In the early 1800s, The Garden District was laid out to accommodate the tastes of wealthy Anglo-American New Orleanians, who wished to distinguish themselves from the French Quarter’s wealthy Creole citizens. Their tastes for large lots, public parks, and then-trending Italianate architecture created the Garden District’s signature look. With its brick exterior, arched windows and doors, bays, and gardened palazzo, this Italianate mansion combines many popular features of its time.

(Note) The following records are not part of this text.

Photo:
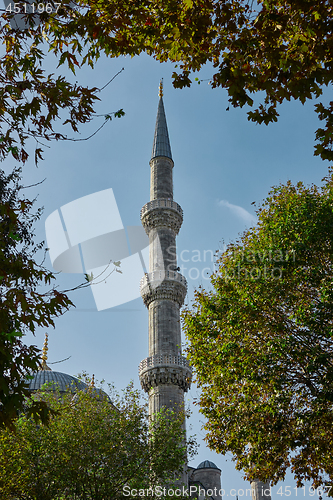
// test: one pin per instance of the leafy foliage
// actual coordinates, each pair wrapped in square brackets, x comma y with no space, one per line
[91,449]
[280,47]
[22,305]
[261,341]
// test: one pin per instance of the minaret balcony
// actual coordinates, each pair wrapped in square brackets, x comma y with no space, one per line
[163,285]
[162,212]
[165,369]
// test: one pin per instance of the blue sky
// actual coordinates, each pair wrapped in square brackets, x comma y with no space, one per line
[223,163]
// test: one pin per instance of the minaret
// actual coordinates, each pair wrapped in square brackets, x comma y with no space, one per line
[165,375]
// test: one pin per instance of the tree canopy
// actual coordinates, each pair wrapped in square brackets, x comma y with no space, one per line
[92,448]
[24,304]
[261,341]
[279,48]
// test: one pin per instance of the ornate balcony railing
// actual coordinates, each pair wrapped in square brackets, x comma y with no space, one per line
[163,359]
[159,276]
[161,202]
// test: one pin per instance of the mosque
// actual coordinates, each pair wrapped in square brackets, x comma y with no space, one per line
[165,374]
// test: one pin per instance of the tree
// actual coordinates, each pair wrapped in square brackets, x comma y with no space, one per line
[23,305]
[279,47]
[92,448]
[261,341]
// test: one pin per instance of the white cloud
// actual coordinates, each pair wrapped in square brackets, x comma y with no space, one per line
[239,212]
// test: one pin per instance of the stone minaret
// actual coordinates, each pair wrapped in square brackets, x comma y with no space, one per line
[165,375]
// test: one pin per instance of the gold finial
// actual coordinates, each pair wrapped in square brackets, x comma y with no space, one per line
[160,89]
[44,354]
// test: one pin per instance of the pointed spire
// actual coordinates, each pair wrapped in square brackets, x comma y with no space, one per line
[43,365]
[161,146]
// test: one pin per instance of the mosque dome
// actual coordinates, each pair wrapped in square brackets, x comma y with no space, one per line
[59,381]
[207,464]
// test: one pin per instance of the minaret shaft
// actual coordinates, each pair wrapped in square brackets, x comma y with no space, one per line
[165,374]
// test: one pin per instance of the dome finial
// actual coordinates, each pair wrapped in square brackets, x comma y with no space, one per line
[44,353]
[160,88]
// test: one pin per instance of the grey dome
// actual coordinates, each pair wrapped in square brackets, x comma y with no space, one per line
[60,381]
[207,464]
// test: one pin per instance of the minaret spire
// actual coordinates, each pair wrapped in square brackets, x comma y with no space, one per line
[165,374]
[161,145]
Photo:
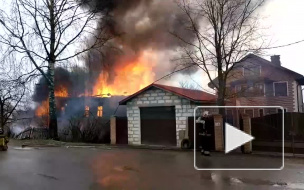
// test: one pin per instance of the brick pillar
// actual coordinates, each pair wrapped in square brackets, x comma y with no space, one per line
[247,129]
[218,132]
[113,129]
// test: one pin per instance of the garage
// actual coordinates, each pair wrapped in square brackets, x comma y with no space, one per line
[158,114]
[158,126]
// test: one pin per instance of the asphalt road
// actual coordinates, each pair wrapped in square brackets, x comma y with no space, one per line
[93,168]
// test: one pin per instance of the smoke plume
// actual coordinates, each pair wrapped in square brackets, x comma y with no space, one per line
[138,26]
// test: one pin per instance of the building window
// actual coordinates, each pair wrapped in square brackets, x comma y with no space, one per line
[252,70]
[250,113]
[62,110]
[280,89]
[261,112]
[259,89]
[240,89]
[280,110]
[87,111]
[99,111]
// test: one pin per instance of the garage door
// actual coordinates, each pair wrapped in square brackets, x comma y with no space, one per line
[158,126]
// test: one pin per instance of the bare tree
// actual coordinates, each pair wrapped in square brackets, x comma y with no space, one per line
[225,31]
[45,33]
[11,94]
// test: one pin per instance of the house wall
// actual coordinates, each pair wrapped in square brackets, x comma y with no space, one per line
[273,74]
[156,97]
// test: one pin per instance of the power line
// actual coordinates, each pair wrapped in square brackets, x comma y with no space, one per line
[285,45]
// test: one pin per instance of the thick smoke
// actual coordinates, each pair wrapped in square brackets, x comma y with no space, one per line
[137,25]
[74,81]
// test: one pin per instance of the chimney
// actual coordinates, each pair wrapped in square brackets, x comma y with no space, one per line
[275,59]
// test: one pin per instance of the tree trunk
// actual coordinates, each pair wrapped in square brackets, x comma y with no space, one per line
[221,94]
[1,115]
[52,103]
[51,74]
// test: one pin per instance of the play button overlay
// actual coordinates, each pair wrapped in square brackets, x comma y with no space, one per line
[235,138]
[240,139]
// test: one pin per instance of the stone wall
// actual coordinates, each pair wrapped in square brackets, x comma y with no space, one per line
[156,97]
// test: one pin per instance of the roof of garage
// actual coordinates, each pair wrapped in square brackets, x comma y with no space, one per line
[192,95]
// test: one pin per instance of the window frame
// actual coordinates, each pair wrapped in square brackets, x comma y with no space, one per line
[250,110]
[273,86]
[285,110]
[262,111]
[260,73]
[99,111]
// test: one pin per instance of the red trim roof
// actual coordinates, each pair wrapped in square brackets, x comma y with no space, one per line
[192,95]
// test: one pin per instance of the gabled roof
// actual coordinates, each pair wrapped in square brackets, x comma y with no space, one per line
[262,61]
[192,95]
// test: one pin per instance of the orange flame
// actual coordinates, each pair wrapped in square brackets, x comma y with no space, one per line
[130,77]
[42,109]
[61,92]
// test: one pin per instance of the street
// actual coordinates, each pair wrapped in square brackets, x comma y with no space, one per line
[114,168]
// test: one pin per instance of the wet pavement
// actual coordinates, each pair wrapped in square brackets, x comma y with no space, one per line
[93,168]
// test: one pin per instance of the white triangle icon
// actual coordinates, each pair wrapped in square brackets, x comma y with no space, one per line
[235,138]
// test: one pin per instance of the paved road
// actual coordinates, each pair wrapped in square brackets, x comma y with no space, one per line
[91,168]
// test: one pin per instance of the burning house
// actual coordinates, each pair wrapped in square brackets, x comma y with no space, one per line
[140,53]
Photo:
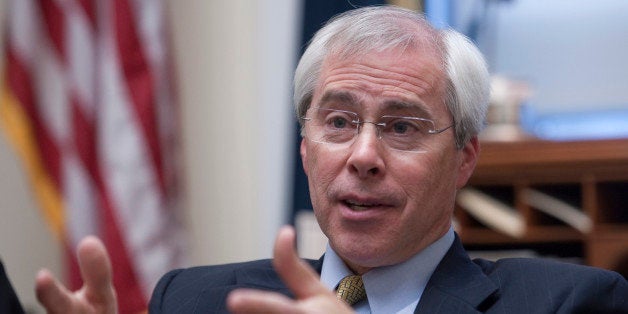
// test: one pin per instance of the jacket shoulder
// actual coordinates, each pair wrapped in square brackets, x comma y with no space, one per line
[187,290]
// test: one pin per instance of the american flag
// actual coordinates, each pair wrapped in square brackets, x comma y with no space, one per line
[87,102]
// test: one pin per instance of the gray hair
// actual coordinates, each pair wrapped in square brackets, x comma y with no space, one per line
[381,28]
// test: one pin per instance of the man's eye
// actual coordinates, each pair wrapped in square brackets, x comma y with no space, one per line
[339,123]
[401,127]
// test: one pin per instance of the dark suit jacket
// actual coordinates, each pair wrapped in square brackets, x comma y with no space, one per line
[9,302]
[458,285]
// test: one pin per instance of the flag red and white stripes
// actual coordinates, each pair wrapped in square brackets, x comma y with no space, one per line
[87,102]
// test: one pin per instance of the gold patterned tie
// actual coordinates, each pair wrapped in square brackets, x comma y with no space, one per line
[351,289]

Inside, however, the home feels up-to-date. White marble kitchen countertops juxtapose exposed brick walls, and the master bedroom suite has both a bay window and a glass enclosure shower. Other highlights include 16-foot ceilings, heart-of-pine floors, woodwork, and molding,
Another 19th-century feature that’s received a 21st-century twist? The former carriage houses have been converted into two one-bedroom, one-bathroom units, each with its own vibe. One feels airy, bright, and cottage-like, thanks to a row of French doors that overlook the courtyard and its tropical plants. The other includes exposed beams, brick walls, and a spiral staircase that give it a rustic and cabin-like vibe. There’s also another independent unit on the third-floor of the main house, and the listing suggests that it would make “a perfect mother-in-law suite.”
All in all, the manse covers 8,365 square feet and includes seven bedrooms and eight bathrooms. It’s asking $2,800,000.